US 11,860,827 B2
System and method for identifying business logic and data lineage with machine learning
Jagmohan Singh, Coppell, TX (US); Suneetha Vakalapudi, Garnet Valley, PA (US); and Soren Tannehill, Lewis Center, OH (US)
Assigned to JPMORGAN CHASE BANK, N.A., New York, NY (US)
Filed by JPMorgan Chase Bank, N.A., New York, NY (US)
Filed on Sep. 7, 2021, as Appl. No. 17/467,938.
Application 17/467,938 is a continuation of application No. 16/115,968, filed on Aug. 29, 2018, granted, now 11,138,157.
Claims priority of provisional application 62/551,923, filed on Aug. 30, 2017.
Prior Publication US 2021/0406222 A1, Dec. 30, 2021
Int. Cl. G06F 16/00 (2019.01); G06F 16/178 (2019.01); G06N 5/04 (2023.01); G06N 20/00 (2019.01); G06F 16/25 (2019.01)
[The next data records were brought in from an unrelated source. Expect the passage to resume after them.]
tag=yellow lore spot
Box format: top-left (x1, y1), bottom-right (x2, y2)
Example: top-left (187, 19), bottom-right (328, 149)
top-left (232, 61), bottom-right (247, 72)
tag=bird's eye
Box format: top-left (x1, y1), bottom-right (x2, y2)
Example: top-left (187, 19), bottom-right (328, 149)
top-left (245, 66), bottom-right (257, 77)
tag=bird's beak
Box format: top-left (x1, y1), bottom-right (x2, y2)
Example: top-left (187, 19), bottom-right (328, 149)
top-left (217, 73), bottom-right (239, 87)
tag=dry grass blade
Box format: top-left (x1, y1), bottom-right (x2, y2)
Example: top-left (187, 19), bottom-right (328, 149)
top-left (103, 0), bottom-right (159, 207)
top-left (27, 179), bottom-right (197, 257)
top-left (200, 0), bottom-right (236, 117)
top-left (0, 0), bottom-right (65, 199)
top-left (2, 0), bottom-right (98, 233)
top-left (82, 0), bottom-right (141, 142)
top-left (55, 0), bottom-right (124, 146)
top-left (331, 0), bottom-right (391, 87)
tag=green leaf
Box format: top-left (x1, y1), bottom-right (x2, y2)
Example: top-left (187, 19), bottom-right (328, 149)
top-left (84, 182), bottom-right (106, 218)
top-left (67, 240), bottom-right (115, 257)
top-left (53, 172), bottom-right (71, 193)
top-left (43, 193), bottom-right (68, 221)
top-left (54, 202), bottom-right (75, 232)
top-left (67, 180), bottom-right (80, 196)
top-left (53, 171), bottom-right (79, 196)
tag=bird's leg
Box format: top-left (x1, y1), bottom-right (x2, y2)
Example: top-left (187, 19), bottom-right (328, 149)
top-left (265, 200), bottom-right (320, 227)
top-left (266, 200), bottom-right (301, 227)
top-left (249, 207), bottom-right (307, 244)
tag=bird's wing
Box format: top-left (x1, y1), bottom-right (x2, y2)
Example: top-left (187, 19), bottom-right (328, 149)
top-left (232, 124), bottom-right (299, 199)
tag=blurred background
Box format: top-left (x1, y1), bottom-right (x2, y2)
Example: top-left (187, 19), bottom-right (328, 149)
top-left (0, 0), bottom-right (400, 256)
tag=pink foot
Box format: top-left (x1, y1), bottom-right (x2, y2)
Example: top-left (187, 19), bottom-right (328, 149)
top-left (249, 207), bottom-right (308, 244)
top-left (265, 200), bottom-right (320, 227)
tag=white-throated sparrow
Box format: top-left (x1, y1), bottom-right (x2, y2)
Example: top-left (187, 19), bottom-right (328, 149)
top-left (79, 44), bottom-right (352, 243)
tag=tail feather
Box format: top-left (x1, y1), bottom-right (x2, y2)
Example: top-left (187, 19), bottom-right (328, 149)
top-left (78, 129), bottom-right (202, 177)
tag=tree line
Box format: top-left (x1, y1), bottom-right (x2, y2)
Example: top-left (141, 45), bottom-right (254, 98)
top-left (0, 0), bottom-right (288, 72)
CPC G06F 16/1794 (2019.01) [G06F 16/252 (2019.01); G06N 5/04 (2013.01); G06N 20/00 (2019.01)] 18 Claims
OG exemplary drawing
 
1. A system that generates pseudo code that represents data logic from a source system to a target system, the system comprising:
a computer server comprising a programmed computer processor configured to perform the steps of:
preprocessing source data using direct SQL and creating a comma separated values (CSV) file with header columns and target columns;
processing the CSV file using dataframes;
identifying a set of best source feature attributes using recursive feature elimination method in machine learning;
separating the attributes to continuous and categorical columns;
feeding the attributes to a machine learning algorithm; and
generating a descriptive tree path in pseudo code.